Hyper-RAG: Combating LLM Hallucinations using Hypergraph-Driven Retrieval-Augmented Generation
Yifan Feng, Hao Hu, Xingliang Hou, Shiquan Liu, Shihui Ying, Shaoyi Du, Han Hu, Yue Gao
TL;DR
Hyper-RAG introduces a hypergraph-driven Retrieval-Augmented Generation framework to mitigate LLM hallucinations in high-stakes domains by representing domain knowledge with both low-order and high-order correlations. It builds a hypergraph-based knowledge base offline from domain corpora and couples it with a vector store to support retrieval-augmented generation, enabling robust open-domain QA across medical and diverse domains.
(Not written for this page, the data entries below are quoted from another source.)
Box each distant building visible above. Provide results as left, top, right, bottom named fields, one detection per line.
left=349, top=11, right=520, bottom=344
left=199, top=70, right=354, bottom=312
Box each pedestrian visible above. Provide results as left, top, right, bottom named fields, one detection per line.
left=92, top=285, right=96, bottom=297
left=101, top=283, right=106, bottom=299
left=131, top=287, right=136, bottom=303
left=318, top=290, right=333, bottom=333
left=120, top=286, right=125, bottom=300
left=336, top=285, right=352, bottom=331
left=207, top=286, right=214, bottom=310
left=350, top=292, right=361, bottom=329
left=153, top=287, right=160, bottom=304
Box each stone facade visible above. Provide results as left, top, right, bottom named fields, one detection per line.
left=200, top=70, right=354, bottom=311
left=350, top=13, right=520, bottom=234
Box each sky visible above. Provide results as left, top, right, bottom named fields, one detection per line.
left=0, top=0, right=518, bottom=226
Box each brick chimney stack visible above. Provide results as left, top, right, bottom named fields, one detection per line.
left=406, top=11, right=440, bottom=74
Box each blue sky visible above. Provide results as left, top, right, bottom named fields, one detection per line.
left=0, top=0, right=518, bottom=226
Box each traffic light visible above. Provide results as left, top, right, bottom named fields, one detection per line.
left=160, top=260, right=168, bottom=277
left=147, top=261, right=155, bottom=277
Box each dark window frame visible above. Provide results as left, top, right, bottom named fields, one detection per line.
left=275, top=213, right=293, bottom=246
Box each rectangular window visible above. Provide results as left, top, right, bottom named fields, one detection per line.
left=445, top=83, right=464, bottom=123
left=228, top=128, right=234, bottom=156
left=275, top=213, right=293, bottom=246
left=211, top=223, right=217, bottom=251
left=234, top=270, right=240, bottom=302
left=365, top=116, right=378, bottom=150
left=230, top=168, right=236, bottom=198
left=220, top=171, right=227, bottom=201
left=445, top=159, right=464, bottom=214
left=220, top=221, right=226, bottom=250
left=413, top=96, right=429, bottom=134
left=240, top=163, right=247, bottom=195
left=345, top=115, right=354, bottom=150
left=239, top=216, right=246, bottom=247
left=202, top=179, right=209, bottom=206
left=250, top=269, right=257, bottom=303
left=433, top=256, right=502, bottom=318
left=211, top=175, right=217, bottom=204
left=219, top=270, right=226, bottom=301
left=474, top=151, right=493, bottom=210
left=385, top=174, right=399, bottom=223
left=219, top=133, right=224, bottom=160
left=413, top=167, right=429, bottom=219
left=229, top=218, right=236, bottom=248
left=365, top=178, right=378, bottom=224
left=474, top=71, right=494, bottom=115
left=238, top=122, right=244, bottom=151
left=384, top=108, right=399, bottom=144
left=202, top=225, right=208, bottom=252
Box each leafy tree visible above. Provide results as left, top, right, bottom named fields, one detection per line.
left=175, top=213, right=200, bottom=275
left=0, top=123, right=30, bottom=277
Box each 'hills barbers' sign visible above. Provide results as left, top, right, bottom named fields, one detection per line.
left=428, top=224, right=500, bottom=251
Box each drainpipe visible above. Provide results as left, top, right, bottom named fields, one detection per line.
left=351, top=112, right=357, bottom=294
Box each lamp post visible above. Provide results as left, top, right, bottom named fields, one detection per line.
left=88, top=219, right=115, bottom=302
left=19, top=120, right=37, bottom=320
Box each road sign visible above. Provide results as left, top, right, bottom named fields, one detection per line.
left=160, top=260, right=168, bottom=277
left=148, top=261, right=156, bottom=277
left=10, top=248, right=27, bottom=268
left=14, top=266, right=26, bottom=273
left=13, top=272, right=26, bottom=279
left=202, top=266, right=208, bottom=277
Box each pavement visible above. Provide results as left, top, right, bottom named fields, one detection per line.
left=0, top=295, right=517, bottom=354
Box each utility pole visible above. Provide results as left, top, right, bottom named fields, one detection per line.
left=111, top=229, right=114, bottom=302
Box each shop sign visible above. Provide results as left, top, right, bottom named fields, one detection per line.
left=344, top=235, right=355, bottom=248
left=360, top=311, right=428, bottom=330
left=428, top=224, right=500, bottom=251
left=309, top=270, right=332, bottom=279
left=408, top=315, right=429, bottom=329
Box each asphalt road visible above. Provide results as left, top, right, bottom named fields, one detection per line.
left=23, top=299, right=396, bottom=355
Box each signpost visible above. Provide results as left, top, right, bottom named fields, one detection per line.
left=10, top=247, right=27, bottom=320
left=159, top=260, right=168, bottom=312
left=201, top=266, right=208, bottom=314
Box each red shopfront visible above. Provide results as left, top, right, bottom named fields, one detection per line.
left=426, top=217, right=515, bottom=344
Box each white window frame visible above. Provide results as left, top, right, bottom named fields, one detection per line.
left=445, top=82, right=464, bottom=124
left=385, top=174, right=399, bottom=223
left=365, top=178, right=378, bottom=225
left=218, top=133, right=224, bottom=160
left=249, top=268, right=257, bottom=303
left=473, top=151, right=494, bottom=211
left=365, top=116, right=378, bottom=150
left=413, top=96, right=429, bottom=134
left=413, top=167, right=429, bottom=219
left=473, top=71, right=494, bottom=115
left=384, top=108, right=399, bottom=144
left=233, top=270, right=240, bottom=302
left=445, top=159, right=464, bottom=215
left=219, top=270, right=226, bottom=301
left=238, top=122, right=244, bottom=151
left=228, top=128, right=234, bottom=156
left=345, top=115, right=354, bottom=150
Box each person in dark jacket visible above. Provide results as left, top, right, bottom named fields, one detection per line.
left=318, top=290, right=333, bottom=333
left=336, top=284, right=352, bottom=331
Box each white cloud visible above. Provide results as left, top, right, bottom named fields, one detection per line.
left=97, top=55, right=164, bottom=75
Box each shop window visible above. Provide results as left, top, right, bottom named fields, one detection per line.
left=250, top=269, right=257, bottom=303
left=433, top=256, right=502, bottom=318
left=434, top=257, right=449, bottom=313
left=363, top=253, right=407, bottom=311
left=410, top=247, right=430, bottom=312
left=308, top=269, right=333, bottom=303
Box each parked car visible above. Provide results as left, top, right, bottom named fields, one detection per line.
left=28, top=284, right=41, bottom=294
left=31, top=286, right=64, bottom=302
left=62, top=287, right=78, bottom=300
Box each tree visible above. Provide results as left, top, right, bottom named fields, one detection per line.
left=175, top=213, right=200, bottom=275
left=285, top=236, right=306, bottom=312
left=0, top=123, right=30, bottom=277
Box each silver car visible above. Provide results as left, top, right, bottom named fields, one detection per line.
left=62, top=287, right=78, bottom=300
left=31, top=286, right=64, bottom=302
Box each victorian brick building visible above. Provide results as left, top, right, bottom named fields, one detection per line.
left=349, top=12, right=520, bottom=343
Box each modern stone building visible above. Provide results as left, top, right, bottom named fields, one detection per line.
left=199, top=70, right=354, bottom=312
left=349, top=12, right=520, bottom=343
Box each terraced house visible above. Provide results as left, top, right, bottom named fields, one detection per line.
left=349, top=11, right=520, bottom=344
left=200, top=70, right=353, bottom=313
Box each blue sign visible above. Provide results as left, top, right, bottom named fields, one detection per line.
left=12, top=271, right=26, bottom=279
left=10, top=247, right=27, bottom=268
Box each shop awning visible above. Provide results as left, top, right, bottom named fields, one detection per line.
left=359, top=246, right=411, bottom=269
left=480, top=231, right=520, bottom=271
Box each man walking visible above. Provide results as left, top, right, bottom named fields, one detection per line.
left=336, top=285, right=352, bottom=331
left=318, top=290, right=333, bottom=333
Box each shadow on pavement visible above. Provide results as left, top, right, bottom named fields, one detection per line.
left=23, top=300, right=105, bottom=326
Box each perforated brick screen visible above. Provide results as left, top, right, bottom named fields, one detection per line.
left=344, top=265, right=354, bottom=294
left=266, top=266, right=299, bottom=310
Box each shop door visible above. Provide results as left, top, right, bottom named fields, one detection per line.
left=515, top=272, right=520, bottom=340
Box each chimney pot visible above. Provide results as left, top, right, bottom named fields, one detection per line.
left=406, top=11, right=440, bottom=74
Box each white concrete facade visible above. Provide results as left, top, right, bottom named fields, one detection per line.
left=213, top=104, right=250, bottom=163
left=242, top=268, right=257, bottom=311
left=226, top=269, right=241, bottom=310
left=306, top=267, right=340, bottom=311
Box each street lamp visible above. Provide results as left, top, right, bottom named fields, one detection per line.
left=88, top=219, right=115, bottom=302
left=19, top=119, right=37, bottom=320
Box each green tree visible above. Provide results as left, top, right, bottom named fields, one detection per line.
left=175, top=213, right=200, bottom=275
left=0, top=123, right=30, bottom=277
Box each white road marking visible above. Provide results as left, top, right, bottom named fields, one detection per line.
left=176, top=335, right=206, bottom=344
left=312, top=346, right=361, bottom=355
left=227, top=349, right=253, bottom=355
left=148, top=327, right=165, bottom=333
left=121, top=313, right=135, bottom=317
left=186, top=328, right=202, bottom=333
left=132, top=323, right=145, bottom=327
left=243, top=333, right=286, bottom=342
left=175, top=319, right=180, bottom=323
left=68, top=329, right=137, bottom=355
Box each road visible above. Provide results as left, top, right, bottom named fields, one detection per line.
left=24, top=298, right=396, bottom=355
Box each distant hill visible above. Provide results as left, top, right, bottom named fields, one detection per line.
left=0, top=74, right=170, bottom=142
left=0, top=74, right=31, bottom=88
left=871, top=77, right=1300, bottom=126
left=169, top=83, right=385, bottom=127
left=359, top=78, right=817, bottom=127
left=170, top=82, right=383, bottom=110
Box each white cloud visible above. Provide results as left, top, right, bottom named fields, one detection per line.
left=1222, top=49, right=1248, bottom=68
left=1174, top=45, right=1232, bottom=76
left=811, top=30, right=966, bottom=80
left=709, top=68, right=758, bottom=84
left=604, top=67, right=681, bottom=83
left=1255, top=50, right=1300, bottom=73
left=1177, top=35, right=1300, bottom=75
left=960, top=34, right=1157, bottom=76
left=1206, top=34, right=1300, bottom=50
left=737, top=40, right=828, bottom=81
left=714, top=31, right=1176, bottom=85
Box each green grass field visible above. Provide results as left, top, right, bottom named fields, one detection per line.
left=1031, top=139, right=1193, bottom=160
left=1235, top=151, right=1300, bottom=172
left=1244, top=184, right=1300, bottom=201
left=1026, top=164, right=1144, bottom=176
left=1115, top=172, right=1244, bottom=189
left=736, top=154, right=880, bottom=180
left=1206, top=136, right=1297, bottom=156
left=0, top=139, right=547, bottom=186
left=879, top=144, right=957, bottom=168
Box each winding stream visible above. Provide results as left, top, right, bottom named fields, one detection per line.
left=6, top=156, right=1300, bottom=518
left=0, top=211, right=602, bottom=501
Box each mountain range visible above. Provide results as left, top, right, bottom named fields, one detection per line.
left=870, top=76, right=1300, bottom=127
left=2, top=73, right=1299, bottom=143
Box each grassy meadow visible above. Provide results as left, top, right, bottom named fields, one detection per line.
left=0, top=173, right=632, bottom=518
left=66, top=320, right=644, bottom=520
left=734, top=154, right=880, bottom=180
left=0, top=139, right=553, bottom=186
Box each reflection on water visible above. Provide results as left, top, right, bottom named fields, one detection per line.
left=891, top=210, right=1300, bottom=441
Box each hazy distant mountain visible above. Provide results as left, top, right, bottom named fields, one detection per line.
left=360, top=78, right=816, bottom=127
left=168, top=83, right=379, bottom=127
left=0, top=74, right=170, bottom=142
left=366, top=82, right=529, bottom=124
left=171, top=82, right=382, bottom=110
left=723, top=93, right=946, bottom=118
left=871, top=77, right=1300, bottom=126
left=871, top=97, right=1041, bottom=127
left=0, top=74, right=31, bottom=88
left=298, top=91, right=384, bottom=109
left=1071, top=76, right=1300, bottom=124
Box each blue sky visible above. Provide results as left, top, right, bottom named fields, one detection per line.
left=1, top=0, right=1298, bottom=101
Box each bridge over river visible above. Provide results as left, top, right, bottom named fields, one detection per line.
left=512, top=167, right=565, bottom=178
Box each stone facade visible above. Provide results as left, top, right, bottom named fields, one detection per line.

Empirical results on NeurologyCrop and nine other corpora show substantial accuracy gains over direct LLM usage and conventional Graph/Light RAG methods, with robustness to nested questioning and improved diversity and coherence. The work also provides an efficiency-conscious Hyper-RAG-Lite variant and a comprehensive evaluation methodology combining scoring-based and selection-based assessments to quantify hallucination reduction and answer reliability.
Abstract
Large language models (LLMs) have transformed various sectors, including education, finance, and medicine, by enhancing content generation and decision-making processes. However, their integration into the medical field is cautious due to hallucinations, instances where generated content deviates from factual accuracy, potentially leading to adverse outcomes. To address this, we introduce Hyper-RAG, a hypergraph-driven Retrieval-Augmented Generation method that comprehensively captures both pairwise and beyond-pairwise correlations in domain-specific knowledge, thereby mitigating hallucinations. Experiments on the NeurologyCrop dataset with six prominent LLMs demonstrated that Hyper-RAG improves accuracy by an average of 12.3% over direct LLM use and outperforms Graph RAG and Light RAG by 6.3% and 6.0%, respectively. Additionally, Hyper-RAG maintained stable performance with increasing query complexity, unlike existing methods which declined. Further validation across nine diverse datasets showed a 35.5% performance improvement over Light RAG using a selection-based assessment. The lightweight variant, Hyper-RAG-Lite, achieved twice the retrieval speed and a 3.3% performance boost compared with Light RAG. These results confirm Hyper-RAG's effectiveness in enhancing LLM reliability and reducing hallucinations, making it a robust solution for high-stakes applications like medical diagnostics.